Vicente Luis Mora.— Quizá habría que preguntarles a los autores que practican ese tipo de literatura, entre los que no me cuento. Como partidario acérrimo de la imaginación y defensor de la potencia estética y política de la fábula, creo que el escritor debe preocuparse por la obra, y no por su persona dentro de la obra. Me temo que cada vez somos menos lo que pensamos de este modo. Respecto a la identidad del autor, es un tema muy complejo, al que he dedicado quince años de mi vida, destinados en dos libros, La literatura egódica y El sujeto boscoso, a los que me remito.
Francisca Noguerol.— Si existe un tema apasionante en nuestros días, este sin duda viene dado por la conformación de las nuevas subjetividades. A él dedicamos la tercera sección del volumen Letras y bytes: escrituras y nuevas tecnologías (Noguerol, 2015), porque quienes participamos en el volumen coincidimos en la necesidad de reflexionar sobre su proyección en la contemporaneidad. Comentamos allá, en principio, la disolución del concepto de autoría única presente en numerosas producciones actuales, en las que, efectivamente, el texto se extiende a los colaboradores del creador, quienes lo continúan en nuevas versiones y formatos asumiendo la idea de work in progress y dando lugar a fascinantes ejercicios transmediales.

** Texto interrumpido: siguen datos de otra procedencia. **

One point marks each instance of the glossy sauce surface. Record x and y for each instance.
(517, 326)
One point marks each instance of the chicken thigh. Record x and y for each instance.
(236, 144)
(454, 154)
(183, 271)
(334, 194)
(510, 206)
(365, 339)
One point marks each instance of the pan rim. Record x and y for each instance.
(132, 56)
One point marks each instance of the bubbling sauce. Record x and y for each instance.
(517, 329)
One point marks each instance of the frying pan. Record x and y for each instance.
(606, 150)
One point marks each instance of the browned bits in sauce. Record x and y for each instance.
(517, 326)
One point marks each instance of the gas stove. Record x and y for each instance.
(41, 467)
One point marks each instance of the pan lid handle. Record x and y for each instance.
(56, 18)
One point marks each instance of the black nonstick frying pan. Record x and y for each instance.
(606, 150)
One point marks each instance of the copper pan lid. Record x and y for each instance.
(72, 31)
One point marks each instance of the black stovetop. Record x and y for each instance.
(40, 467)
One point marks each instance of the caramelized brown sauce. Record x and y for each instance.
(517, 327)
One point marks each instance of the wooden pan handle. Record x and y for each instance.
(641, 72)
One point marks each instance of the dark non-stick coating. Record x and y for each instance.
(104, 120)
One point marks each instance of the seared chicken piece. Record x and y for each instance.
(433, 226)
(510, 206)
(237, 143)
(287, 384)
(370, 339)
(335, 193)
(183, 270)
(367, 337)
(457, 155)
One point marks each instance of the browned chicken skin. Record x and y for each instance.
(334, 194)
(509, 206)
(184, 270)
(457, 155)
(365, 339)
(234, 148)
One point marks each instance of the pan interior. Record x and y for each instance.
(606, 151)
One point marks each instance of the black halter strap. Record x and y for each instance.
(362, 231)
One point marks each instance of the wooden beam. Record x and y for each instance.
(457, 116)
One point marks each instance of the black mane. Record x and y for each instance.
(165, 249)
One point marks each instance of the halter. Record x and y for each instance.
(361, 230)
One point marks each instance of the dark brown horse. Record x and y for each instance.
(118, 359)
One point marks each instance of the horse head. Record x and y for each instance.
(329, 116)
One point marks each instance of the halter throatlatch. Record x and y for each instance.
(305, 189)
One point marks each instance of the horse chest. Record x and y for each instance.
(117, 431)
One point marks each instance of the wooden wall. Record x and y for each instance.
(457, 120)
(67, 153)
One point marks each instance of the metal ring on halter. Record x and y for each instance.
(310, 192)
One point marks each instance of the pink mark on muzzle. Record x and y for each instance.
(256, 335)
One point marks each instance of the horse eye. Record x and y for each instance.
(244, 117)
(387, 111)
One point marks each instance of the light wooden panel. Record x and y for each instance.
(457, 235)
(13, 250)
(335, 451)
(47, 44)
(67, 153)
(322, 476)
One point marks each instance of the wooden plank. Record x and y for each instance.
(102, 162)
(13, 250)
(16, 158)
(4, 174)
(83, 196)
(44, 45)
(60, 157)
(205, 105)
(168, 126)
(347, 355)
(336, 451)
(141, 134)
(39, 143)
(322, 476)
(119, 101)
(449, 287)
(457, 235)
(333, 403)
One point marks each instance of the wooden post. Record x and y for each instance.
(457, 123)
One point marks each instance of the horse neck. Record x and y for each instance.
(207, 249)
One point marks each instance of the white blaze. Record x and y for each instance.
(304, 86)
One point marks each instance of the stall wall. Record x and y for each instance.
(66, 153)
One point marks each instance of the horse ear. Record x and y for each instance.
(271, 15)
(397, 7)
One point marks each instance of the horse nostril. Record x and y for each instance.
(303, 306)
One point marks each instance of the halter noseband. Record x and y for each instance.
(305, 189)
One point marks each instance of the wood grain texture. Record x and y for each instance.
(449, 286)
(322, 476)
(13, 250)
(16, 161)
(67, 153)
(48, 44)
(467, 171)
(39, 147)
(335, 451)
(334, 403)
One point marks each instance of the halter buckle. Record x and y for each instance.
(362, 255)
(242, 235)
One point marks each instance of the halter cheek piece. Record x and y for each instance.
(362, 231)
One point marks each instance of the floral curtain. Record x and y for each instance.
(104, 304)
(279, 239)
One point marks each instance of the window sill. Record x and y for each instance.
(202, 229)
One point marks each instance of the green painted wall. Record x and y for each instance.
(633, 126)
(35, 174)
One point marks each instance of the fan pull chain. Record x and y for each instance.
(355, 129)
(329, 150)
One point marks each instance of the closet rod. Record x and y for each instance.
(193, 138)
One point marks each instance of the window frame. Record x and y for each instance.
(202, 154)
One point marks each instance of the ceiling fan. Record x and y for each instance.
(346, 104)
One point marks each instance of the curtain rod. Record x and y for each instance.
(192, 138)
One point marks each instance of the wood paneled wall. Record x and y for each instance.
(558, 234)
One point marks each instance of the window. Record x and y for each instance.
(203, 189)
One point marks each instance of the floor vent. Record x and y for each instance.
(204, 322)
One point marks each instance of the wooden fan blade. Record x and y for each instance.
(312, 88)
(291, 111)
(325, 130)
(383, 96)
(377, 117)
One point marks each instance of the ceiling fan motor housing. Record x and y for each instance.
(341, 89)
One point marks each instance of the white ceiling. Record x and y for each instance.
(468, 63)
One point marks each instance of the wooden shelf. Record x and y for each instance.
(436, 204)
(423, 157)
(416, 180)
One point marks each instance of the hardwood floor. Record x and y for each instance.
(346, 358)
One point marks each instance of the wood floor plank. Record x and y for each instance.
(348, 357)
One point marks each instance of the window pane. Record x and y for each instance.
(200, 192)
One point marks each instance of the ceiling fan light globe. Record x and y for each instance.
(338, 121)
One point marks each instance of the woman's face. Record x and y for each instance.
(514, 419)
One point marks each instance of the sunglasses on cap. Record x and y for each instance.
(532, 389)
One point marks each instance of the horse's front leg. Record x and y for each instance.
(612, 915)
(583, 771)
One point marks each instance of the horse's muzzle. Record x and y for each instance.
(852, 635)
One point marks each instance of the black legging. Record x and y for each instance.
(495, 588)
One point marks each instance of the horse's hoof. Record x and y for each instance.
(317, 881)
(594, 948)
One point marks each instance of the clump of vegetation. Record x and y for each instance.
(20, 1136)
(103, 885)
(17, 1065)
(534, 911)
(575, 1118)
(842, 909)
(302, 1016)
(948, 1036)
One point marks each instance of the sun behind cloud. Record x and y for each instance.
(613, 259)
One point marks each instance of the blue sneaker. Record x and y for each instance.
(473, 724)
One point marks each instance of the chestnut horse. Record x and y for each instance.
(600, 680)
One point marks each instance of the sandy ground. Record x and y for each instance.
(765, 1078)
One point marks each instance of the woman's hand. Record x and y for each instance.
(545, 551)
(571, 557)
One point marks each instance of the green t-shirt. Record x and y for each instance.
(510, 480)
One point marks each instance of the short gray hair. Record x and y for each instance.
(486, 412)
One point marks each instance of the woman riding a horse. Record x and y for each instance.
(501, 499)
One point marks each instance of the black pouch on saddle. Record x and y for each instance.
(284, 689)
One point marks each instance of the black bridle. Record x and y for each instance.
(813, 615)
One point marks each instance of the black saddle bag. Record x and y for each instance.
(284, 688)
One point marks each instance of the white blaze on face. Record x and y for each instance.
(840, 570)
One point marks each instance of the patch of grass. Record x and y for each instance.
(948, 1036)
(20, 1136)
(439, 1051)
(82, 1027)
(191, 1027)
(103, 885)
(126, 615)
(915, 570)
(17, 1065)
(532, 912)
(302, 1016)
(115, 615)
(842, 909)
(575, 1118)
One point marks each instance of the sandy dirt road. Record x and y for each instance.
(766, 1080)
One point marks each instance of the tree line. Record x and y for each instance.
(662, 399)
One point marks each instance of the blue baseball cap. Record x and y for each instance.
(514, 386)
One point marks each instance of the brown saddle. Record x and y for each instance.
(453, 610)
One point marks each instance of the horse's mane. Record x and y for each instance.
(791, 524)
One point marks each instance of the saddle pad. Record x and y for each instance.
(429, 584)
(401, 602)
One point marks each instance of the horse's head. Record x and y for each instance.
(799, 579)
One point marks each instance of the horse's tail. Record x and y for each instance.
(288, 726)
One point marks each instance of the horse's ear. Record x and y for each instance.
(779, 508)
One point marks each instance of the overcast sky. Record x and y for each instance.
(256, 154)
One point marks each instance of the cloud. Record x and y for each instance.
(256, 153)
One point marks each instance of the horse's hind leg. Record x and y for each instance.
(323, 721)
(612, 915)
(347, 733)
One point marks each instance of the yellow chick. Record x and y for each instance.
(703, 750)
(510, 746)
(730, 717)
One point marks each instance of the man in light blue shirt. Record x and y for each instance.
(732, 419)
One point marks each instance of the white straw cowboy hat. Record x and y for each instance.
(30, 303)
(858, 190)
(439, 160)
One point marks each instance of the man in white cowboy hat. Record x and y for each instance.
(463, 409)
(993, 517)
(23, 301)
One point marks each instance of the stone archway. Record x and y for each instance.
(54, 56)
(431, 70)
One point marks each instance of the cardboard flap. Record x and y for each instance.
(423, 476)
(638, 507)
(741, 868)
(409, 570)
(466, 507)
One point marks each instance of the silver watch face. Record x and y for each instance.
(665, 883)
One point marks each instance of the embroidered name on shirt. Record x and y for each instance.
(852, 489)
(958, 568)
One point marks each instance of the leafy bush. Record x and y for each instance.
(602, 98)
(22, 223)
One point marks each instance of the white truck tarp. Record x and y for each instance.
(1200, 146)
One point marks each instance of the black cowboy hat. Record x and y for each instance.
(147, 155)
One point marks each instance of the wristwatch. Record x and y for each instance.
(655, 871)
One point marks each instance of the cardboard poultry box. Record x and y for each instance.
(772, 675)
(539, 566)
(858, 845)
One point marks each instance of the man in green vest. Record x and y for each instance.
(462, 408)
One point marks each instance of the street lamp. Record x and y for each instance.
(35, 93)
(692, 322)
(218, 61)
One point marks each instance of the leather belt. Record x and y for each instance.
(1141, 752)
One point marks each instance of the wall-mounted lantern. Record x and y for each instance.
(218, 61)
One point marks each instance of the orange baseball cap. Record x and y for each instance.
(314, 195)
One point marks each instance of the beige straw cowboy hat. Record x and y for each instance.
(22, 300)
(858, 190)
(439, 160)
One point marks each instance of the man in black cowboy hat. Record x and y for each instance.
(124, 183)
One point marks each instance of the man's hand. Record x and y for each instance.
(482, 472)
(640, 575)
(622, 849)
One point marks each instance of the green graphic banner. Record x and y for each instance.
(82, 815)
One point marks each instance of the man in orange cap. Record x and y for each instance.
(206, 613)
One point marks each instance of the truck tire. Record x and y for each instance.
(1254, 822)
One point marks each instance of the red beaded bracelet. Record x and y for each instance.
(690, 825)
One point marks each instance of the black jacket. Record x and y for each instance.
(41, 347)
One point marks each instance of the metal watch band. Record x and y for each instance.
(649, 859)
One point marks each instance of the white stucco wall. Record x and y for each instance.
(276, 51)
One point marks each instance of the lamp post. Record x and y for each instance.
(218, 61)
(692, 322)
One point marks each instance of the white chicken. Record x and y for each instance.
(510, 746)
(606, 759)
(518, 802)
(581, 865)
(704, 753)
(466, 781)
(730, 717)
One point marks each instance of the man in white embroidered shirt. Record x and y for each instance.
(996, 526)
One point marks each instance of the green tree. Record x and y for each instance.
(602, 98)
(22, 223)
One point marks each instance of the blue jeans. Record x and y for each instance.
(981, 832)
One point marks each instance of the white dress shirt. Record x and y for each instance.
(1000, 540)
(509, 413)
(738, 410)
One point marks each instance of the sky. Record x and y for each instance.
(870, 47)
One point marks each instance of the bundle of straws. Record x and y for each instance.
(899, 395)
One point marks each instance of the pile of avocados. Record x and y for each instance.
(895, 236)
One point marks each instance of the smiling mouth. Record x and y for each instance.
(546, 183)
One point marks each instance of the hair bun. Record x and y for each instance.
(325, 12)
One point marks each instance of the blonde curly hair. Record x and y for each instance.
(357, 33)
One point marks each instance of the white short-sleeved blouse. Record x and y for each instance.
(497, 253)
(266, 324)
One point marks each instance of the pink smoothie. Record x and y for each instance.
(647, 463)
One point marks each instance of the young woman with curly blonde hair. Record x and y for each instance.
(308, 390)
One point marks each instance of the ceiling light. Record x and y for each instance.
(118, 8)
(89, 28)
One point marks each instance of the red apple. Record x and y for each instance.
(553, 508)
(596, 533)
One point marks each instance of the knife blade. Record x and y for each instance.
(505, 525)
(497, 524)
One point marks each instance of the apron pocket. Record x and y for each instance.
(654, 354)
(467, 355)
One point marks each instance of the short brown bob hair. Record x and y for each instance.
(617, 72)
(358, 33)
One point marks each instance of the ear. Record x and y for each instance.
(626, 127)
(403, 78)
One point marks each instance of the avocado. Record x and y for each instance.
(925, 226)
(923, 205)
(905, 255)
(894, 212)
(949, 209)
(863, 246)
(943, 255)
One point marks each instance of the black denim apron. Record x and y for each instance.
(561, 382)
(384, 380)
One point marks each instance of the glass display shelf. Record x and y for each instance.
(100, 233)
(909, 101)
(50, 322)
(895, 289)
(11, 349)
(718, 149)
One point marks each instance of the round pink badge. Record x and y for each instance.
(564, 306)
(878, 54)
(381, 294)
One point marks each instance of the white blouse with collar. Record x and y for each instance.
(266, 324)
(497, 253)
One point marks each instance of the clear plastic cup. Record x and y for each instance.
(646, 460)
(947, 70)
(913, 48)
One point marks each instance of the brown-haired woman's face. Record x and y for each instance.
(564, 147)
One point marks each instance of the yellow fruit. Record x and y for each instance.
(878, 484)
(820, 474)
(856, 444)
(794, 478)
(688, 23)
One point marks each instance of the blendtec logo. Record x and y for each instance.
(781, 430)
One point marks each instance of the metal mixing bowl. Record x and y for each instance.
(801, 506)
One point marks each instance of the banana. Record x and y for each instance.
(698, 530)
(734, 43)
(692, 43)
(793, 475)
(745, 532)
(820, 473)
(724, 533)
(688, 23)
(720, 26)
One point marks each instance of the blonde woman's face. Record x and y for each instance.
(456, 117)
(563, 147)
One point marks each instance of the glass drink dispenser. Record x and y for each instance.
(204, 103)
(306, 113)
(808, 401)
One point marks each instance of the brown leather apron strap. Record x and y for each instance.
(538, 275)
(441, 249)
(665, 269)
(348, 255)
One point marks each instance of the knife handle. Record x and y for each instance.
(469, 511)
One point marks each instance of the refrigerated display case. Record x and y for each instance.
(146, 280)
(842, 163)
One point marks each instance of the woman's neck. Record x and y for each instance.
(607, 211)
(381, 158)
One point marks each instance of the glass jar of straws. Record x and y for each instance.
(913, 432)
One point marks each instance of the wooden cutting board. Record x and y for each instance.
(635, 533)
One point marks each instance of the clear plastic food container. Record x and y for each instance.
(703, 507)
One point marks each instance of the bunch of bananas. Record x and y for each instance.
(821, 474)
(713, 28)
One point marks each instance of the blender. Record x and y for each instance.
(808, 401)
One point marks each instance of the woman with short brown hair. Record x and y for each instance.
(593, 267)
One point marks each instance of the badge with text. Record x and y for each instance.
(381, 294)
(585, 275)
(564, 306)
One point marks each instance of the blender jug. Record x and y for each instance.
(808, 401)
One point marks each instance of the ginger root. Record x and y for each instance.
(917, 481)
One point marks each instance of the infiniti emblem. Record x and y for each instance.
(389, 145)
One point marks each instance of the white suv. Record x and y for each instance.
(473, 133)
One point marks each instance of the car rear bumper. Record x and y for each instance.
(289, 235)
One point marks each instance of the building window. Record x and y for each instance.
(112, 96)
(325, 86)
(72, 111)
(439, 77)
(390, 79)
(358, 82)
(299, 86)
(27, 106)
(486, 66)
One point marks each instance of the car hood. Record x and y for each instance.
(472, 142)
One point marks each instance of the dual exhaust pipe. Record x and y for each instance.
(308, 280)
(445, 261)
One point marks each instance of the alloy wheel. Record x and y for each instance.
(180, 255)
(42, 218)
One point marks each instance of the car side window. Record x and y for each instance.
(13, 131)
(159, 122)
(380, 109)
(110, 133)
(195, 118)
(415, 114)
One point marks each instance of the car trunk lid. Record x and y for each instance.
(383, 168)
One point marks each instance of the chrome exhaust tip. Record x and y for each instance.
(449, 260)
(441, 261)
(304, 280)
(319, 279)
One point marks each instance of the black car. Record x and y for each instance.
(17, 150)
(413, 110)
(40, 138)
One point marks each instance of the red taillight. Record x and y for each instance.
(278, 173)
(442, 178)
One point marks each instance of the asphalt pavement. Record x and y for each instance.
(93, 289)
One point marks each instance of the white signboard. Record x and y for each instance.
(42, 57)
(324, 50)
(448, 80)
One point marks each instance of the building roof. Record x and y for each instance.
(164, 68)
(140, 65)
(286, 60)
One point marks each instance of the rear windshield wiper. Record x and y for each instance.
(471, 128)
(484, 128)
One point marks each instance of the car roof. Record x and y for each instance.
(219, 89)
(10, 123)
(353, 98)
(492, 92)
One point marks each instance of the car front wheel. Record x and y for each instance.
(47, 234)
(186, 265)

De nuevo cito para ejemplificar lo que comento 80M84RD3R0, de César Gutiérrez, que ha dado lugar a un documental, un libro de poemas, un videoclip y una pieza dramática, entre otras producciones. En estos casos sí podría admitirse la presencia de una “autoría líquida”, como se apunta en la formulación de esta pregunta.
No obstante, el mismo Gutiérrez aparece en la trilogía realizando un ejercicio de autoficción que le lleva a integrar en el argumento anécdotas verosímiles -¿verídicas? ¿ficticias?- y a incluir fotografías suyas, por lo que se aprecia su interés por aparecer de forma tangible en la trama (no olvido, además, que la trilogía partió de un blog, texto claramente convivial en sus orígenes). En definitiva: como la mayoría de los escritores de su generación, juega con la idea del avatar, por lo que jamás podremos creer –ni siquiera tiene sentido preguntárselo- que lo que leemos sea cierto. El suyo se descubre como un ejercicio claro de hiperrealismo, concepto fundamental para entender la estética de nuestro tiempo.